House committee examines incident that separated Syrian pregnant woman at full term from family


More shocking details have emerged about a Syrian refugee’s ordeal in Cyprus, with police saying they were unaware last month they were separating a pregnant woman from her family during a pushback while some members of a House committee told a different story.

According to local media, Green party MP Alexandra Attalides registered the issue of Kawther Abdalaziz with the House Human Rights committee which held a hearing this week.

Abdalaziz, a Syrian woman who gave birth in a state hospital a day after reaching the island on a refugee boat, was the only one left behind before all others, including her husband and kids, were ferried back to Lebanon under Cypriot police escort on the basis of a controversial agreement between Beirut and Nicosia.

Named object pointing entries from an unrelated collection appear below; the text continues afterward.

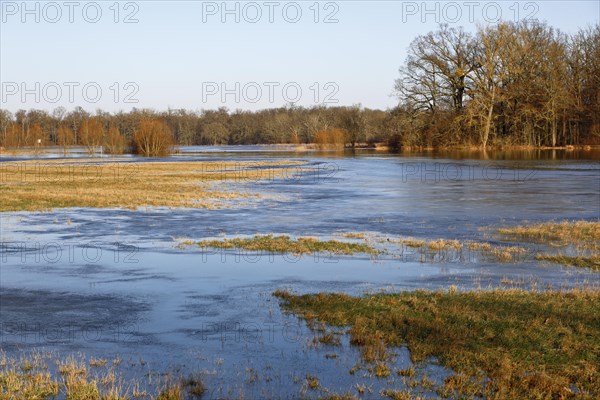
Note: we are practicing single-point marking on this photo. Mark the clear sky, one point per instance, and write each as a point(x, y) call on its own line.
point(241, 55)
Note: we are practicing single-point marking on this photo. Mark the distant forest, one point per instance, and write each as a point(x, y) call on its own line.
point(510, 84)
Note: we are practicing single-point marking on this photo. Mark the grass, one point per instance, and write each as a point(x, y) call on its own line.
point(500, 344)
point(32, 186)
point(30, 378)
point(580, 233)
point(572, 261)
point(284, 244)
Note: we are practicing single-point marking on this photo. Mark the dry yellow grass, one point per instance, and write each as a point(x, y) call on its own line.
point(29, 377)
point(580, 233)
point(503, 344)
point(35, 186)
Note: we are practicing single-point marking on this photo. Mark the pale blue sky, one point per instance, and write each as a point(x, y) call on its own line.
point(180, 54)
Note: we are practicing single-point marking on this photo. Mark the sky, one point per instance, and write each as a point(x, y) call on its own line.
point(116, 55)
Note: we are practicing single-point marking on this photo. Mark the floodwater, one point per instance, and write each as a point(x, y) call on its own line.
point(114, 283)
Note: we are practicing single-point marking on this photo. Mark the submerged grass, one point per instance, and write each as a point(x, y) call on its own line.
point(30, 378)
point(284, 244)
point(32, 186)
point(500, 344)
point(580, 233)
point(573, 261)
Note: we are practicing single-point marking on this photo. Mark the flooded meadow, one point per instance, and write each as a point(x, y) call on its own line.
point(144, 286)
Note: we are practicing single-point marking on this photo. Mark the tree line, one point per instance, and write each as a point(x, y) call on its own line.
point(506, 84)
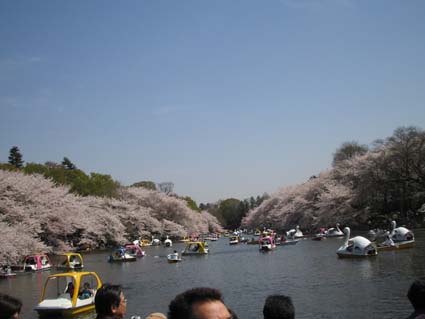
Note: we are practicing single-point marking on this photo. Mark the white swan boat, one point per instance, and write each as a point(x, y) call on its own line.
point(401, 235)
point(267, 243)
point(168, 242)
point(399, 238)
point(121, 255)
point(294, 233)
point(174, 257)
point(334, 232)
point(356, 247)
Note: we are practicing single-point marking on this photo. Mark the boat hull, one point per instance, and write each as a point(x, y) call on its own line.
point(342, 255)
point(398, 246)
point(61, 312)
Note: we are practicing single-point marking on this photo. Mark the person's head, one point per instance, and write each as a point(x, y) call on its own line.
point(199, 303)
point(156, 315)
point(10, 307)
point(110, 300)
point(416, 294)
point(278, 307)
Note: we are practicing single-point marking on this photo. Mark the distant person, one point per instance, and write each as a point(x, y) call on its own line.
point(199, 303)
point(110, 302)
point(70, 289)
point(278, 307)
point(10, 307)
point(416, 295)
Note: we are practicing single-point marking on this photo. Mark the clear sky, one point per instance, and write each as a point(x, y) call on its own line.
point(224, 98)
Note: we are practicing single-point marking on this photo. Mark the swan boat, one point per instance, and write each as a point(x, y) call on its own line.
point(267, 243)
point(58, 300)
point(174, 257)
point(122, 255)
point(134, 250)
point(6, 272)
point(37, 262)
point(168, 242)
point(295, 233)
point(356, 247)
point(195, 248)
point(334, 232)
point(234, 240)
point(399, 238)
point(402, 235)
point(70, 261)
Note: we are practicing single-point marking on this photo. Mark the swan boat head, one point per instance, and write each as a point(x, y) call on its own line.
point(356, 247)
point(401, 234)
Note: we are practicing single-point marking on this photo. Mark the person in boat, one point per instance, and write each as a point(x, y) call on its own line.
point(199, 303)
point(10, 307)
point(110, 302)
point(70, 289)
point(86, 291)
point(278, 306)
point(416, 295)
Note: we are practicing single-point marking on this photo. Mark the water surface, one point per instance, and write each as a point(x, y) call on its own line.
point(320, 284)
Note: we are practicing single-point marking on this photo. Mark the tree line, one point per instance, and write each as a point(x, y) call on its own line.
point(367, 186)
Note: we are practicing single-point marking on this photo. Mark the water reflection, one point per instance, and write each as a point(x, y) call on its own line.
point(320, 284)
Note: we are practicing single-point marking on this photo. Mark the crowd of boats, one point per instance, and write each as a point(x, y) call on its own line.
point(73, 291)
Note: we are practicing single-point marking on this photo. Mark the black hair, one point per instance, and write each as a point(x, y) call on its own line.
point(416, 294)
point(107, 296)
point(181, 306)
point(9, 306)
point(278, 307)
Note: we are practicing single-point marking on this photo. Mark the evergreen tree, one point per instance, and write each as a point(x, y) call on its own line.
point(15, 157)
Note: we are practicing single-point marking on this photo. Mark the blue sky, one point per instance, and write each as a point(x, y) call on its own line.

Previous reports by the Cyprus News Agency said she was transported to Famagusta General Hospital where she went into labor, giving birth to a healthy baby boy.

But participants in the committee hearing say the asylum applicant, who has also filed a petition to be reunited with her husband and two young children in Cyprus, tell a different story of what transpired and how she was treated on August 22.

While she was at very end of the final trimester of her pregnancy, according to Attalides, the woman was separated from her husband and her two other children, adding she was turned away at the hospital in Paralimni due to lack of space.

“As a result, the woman was left on a wooden pier at the Ayia Napa port the entire night until the next morning when she was taken to Larnaca hospital where she gave birth,” the MP said.

Police official Thomas Kyriakou, who represented law enforcement at the hearing, said after the refugee boat was intercepted, a male nurse visited the vessel and gave instructions for Abdalaziz to be seen by a gynecologist.

“She was initially transported to the hospital in Paralimni, where she was examined, and she was deemed to be in good health and so she was returned back to the boat,” Kyriakou said.

But instead they pulled them several kilometers further out and left them without water or food the whole night until the next day when the refugees were taken back to Lebanon

Abdalaziz was then deemed to be in need of medical care the following morning, the police official said, adding that she was taken to Larnaca General where she gave birth.

“Police had no information whatsoever that the husband, children, or any family relatives of the pregnant woman had been on board the vessel,” Kyriakou stated.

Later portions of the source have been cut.